Another reason I favor socialized health care is the simple belief that the American public is not quite capable of making the insurance perspective work. We are weak. We are small. We are dumb. For an insurance system to work people have to understand it. But they don't. The depressing prevalence of the insurance mentality attests to that. For insurance to work we have to insure ahead of time - far ahead of time. We have to pay for nursing home insurance from our twenties, not from our fifties. We have to pay for pregnancy insurance from childhood, not six months before we plan to start a family. We have to pay for orthodontic insurance from birth, not when we look with dismay at our kid's teeth. I don't think enough of us can do all this to make insurance work.
So I favor socialized health care. That means doctors will be employees of the government. That means they won't make so much money. Yes, doctors will whine. Yes, there will be ugly disputes. Yes, there will be doctor strikes. And yes, health care will be rationed, and yes, people will due. But the same can be said of socialized police protection.
Under fully socialized medicine I suppose costs will continue to rise, but I think much more reasonably.
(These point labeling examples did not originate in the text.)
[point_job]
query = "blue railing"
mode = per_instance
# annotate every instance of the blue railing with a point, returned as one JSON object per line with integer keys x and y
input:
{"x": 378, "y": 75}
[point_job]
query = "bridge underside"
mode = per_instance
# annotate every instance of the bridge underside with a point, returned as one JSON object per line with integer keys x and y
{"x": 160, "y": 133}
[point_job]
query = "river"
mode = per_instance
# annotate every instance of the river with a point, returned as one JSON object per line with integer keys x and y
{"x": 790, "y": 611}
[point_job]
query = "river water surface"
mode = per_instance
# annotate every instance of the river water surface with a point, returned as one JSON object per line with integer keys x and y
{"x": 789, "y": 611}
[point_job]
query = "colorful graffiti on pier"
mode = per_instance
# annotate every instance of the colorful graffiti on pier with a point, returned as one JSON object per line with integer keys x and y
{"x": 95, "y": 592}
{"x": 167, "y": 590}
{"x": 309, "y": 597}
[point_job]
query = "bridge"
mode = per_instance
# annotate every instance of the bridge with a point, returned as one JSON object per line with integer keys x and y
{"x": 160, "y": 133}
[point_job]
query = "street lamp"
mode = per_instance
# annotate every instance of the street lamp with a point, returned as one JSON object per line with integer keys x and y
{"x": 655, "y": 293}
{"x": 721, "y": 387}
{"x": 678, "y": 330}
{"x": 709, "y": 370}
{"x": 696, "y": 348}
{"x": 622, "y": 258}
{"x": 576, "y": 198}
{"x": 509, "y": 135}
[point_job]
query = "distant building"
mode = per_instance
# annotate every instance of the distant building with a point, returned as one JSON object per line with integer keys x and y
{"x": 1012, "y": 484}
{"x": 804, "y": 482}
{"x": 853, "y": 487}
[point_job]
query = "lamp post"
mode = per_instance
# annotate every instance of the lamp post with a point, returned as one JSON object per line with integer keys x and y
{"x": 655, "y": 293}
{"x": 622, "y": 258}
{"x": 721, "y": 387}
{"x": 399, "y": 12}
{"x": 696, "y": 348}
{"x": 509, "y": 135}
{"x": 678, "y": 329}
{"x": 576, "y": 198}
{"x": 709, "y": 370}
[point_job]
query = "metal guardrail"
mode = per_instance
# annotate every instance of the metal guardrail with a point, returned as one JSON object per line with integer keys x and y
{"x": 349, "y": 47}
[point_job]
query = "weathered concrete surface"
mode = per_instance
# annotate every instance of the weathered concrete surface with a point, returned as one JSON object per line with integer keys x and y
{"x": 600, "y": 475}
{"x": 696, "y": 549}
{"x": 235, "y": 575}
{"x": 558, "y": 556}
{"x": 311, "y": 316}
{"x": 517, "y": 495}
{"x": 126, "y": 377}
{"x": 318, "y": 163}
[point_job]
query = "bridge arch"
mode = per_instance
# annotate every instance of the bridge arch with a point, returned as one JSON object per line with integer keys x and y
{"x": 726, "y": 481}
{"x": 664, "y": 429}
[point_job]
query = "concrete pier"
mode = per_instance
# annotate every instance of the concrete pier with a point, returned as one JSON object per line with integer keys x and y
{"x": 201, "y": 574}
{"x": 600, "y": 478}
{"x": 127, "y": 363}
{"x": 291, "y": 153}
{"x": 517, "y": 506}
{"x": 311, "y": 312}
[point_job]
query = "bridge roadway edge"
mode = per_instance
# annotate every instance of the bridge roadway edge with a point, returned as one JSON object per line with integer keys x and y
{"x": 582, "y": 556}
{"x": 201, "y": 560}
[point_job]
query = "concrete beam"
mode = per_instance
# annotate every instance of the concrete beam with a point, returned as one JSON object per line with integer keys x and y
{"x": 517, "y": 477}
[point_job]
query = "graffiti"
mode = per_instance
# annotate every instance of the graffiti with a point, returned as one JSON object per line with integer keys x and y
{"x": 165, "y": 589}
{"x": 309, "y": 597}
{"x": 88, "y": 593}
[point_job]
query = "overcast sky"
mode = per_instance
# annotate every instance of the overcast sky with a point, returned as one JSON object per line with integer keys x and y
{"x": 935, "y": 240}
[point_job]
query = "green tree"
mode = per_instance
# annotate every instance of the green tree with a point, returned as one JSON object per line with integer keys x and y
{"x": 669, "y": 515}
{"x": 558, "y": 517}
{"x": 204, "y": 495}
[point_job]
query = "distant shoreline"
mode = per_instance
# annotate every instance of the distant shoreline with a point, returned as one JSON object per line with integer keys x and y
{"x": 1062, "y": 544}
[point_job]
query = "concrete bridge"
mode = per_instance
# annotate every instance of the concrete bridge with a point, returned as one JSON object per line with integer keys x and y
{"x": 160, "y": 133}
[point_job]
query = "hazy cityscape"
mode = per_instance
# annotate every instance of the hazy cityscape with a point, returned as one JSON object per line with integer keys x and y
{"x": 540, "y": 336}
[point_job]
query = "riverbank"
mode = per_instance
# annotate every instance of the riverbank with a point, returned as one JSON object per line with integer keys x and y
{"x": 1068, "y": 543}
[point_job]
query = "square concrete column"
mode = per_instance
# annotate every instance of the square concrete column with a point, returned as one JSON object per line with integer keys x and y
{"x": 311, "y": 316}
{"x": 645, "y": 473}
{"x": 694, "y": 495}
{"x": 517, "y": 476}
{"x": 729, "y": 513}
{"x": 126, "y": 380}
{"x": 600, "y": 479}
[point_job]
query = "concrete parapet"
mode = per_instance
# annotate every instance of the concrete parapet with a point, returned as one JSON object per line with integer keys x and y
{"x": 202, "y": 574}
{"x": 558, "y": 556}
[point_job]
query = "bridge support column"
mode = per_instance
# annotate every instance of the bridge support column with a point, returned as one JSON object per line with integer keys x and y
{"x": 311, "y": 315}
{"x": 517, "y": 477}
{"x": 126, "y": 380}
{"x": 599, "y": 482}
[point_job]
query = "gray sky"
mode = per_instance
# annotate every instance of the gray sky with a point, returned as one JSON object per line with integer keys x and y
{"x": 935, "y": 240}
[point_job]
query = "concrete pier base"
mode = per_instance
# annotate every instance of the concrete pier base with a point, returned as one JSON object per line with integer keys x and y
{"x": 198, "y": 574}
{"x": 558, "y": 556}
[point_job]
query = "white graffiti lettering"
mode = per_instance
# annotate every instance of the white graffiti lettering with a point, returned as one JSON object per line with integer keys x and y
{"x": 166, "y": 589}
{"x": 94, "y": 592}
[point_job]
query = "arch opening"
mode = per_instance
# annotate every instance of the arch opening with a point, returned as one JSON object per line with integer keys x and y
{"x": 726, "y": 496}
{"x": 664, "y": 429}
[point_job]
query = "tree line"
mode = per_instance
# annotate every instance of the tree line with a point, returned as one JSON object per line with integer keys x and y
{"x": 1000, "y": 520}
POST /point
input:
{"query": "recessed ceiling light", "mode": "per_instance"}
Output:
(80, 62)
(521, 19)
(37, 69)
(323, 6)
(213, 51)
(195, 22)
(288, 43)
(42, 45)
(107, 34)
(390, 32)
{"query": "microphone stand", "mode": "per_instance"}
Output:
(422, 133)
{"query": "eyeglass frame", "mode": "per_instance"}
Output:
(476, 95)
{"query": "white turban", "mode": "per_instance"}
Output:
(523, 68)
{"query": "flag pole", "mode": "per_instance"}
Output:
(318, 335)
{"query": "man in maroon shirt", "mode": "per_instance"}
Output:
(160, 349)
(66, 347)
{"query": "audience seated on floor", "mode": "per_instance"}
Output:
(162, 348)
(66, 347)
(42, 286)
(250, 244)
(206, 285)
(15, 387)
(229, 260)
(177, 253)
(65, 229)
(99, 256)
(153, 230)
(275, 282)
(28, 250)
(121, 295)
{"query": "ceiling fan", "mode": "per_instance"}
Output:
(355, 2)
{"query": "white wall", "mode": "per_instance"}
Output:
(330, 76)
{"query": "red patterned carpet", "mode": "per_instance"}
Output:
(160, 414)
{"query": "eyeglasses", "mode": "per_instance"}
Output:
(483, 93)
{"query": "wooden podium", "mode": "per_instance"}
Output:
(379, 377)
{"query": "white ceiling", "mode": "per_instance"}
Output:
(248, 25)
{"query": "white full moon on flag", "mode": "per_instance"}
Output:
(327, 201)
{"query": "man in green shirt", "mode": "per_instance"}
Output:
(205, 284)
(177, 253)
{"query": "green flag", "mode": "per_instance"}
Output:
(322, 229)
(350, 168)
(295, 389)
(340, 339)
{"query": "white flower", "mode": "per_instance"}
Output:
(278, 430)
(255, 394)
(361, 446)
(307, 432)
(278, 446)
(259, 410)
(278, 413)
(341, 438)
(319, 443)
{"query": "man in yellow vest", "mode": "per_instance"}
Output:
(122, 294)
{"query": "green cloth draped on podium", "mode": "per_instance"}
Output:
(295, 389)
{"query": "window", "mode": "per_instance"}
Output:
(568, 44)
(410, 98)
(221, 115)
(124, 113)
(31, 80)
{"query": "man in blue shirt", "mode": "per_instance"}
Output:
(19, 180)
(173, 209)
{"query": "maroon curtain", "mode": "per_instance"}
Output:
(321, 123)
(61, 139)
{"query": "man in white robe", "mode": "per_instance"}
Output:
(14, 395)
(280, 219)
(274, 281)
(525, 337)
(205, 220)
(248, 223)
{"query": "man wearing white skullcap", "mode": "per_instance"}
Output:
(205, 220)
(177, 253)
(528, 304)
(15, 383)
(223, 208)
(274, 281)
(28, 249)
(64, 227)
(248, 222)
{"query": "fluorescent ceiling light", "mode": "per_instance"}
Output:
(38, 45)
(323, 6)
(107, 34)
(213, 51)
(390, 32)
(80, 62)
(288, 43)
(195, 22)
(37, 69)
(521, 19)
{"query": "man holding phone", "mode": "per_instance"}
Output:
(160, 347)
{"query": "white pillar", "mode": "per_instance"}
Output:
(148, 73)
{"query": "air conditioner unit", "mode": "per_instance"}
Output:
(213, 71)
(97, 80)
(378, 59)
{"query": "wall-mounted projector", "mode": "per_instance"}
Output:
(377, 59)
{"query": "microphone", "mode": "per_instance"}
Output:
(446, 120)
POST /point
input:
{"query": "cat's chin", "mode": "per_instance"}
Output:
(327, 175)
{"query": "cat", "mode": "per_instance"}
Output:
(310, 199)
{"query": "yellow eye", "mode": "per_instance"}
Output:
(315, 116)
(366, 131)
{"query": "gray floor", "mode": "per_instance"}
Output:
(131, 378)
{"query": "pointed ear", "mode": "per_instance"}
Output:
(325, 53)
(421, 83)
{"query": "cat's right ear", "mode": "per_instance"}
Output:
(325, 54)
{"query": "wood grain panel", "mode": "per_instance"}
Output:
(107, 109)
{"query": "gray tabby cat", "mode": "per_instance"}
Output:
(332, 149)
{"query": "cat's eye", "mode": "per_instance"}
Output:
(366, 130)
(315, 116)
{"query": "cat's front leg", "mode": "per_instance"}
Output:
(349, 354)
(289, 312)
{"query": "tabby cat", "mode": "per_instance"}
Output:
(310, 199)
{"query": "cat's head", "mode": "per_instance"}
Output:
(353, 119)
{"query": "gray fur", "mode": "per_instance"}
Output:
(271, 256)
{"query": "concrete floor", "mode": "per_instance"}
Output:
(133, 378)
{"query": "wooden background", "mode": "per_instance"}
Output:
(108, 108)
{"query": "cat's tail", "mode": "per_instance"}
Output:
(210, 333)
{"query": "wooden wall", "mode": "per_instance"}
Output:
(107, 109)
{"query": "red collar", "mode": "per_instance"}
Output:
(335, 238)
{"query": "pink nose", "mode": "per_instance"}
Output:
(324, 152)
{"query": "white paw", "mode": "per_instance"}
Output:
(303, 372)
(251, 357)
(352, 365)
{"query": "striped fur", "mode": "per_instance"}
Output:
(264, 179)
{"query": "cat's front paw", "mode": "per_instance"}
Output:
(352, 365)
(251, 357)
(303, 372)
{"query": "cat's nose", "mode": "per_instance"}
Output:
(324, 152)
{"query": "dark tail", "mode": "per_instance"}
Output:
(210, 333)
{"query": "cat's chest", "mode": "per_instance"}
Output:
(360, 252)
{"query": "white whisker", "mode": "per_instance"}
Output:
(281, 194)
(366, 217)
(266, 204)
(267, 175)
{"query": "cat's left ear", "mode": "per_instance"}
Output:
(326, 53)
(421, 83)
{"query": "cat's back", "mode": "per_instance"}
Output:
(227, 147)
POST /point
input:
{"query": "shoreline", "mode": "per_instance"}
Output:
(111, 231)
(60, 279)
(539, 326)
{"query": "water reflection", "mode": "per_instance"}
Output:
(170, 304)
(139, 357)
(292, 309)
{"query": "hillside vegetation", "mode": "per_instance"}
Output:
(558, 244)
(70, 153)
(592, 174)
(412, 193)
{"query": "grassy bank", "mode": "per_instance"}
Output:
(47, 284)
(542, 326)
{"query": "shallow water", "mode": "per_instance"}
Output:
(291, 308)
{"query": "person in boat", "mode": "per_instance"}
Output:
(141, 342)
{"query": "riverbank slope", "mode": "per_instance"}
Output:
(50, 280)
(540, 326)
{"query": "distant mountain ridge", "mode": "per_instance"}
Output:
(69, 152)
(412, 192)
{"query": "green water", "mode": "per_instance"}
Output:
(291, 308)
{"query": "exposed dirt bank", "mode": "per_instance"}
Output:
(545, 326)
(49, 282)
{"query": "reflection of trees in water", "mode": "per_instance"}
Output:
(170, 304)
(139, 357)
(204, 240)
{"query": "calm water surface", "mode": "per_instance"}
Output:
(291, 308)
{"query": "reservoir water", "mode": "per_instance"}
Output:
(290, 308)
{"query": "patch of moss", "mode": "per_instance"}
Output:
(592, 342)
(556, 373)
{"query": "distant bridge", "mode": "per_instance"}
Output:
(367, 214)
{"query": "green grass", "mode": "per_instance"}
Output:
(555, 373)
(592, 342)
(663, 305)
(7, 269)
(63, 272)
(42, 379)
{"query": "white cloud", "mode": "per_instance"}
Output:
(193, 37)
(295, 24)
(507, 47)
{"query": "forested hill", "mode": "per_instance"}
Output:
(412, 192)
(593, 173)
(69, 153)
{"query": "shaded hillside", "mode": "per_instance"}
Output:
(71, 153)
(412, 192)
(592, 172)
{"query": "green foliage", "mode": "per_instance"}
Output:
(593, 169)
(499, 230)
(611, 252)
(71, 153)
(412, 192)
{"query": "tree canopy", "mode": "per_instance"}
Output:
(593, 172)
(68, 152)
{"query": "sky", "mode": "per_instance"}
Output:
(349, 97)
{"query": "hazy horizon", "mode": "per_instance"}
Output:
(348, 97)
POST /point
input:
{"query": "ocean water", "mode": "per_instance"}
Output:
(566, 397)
Costs will be contained because the government has concentration of bargaining power. Doctors will have to lobby just as hard as everyone else wanting a slice of the pie. The free ride will be over. That will put downward pressure on health costs in all areas. Society will benefit.
Update, October, 2002
Apparently I had not heard the term "job lock" when I first wrote this.
I circulated this among a few friends in 1991. I'm not sure anyone cared. I also had a reprint of a column by Kevin Holland in the Baltimore Sun. I got it from the Rapid City Journal editorial page of 7/14/91. In this editorial the author related a personal incident that he thought was very relevant, and I agree. He and his father both had an identical set of symptoms one weekend, and when they wouldn't go away they both went to the same emergency room the next morning. The author saw a doctor, and after five minutes emerged with a prescription and a bill. Two hours later he found his father still waiting for lab tests to come in, " . . . .a urine test, a throat culture, a blood sample." Both the author and his father eventually got the same diagnosis and treatment. "He prescribed amoxycillin, and suggested Tylenol, a few days of rest and lots of fluids." The difference, of course, is insurance. The author was just out of college and uninsured. The father was well insured. "The form that will be mailed to my father's insurance company will include a much higher doctor's fee and a series of lab fees. All to tell him something that a five-minute check, with no lab, told me."